Adding positiveness to appellant’s identification as the knife-wielder is the testimony of Cena and his wife that appellant went up their house with a bolo-dripping with blood that dropped on their sleeping mat spread on the floor, and threatened them not to make any move or say a word on the incident. This fact alone, even without the eye-witness testimony of Cena that he actually saw appellant stab the deceased, would suffice to mark him as the culprit. The bolo dripping with fresh blood in his hand, and the victim lying prostrate nearby with wounds just inflicted and with those words of threat he uttered, would unmistakably point to appellant as the knife-wielder.

Appellant, however, would likewise impute lack of credence on the testimony of Cena’s wife corroborating her husband’s on appellant’s going up their house to threaten them if they said anything about the incident. He considers it "abnormal and preposterous" for a person to go up a house and threaten the occupants after that person has inflicted various wounds and killed his victim. 2

As the incident took place only two meters from the "banguera" of Cena’s house where Cena had gone to urinate when the stabbing took place, it is not improbable that appellant saw Cena moments before or after the stabbing for him to believe that Cena saw him commit the dastardly act. Cena, in fact, testified that appellant saw him, their eyes even meeting just before the stabbing, and because of fear, he crawled back to bed. Appellant’s act of going up Cena’s house to threaten him against saying a word about the incident is thus far from being an "abnormal or preposterous" conduct or behaviour.

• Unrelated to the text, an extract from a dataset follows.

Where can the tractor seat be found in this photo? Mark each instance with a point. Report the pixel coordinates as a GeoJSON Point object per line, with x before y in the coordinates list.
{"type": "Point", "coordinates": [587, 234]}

In further proof of appellant’s going up the house of the Cenas is the sleeping mat (Exhibit "G") which the police took the day following the incident. The mat was spotted with blood which the spouses said dropped from the blood-soaked bolo of appellant. This piece of evidence could not have been so swiftly manufactured, specially when human blood is made to form part of it. The veracity of the testimony of the Cena spouses is therefore placed beyond doubt for it to be denied complete credence.chanroblesvirtualawlibrary

Significantly, appellant has not indicated in a direct manner what his defense was, much less discussed its force and strength, except only reciting the facts to be that he and his co-accused were in a dance held in the evening of record, and that while the dance was going on, the Barangay Captain stopped it with the announcement that one of their brothers, Menilo Legaspi, was stabbed to death. If appellant means to offer alibi as his defense, the rule is well-settled that such a defense is futile in the face of the accused having been positively identified as the culprit by eyewitnesses devoid of any motive to testify falsely against the accused. 3

Equally settled is the rule that on the issue of credibility as what has been solely raised herein by appellant, the finding of the trial court on the relative credibility of the opposing witnesses will generally not be disturbed but given high respect, unless it is shown that the court has overlooked or misinterpreted certain facts of substance and value, which might affect the result of the case. 4 Appellant has failed utterly to make such a showing.

WHEREFORE, no reversible error having been noted in the appealed decision, same is hereby affirmed in toto, with costs.

SO ORDERED.

Barredo (Chairman), Aquino, Concepcion and Guerrero, JJ., concur.

Abad Santos, J., is on leave.

Endnotes:



1. pp. 4-5, Appellee’s Brief; p. 92, Rollo.

2. p. 9, Appellant’s Brief; p. 75, Rollo.

3. People v. Aguel, 97 SCRA 795; People v. Lucero, 96 SCRA 694; People v. Ang, 94 SCRA 586; People v. Naba-unag, 79 SCRA 33; People v. Mercado, 38 SCRA 168; People v. Casillas, 30 SCRA 352.

4. People v. Arciaga, 98 SCRA 1; People v. Bautista, 92 SCRA 465; People v. Mahinay, 80 SCRA 273; People v. Oñate, 78 SCRA 43; People v. Marcina, 77 SCRA 238 People v. Angcap, 43 SCRA 437.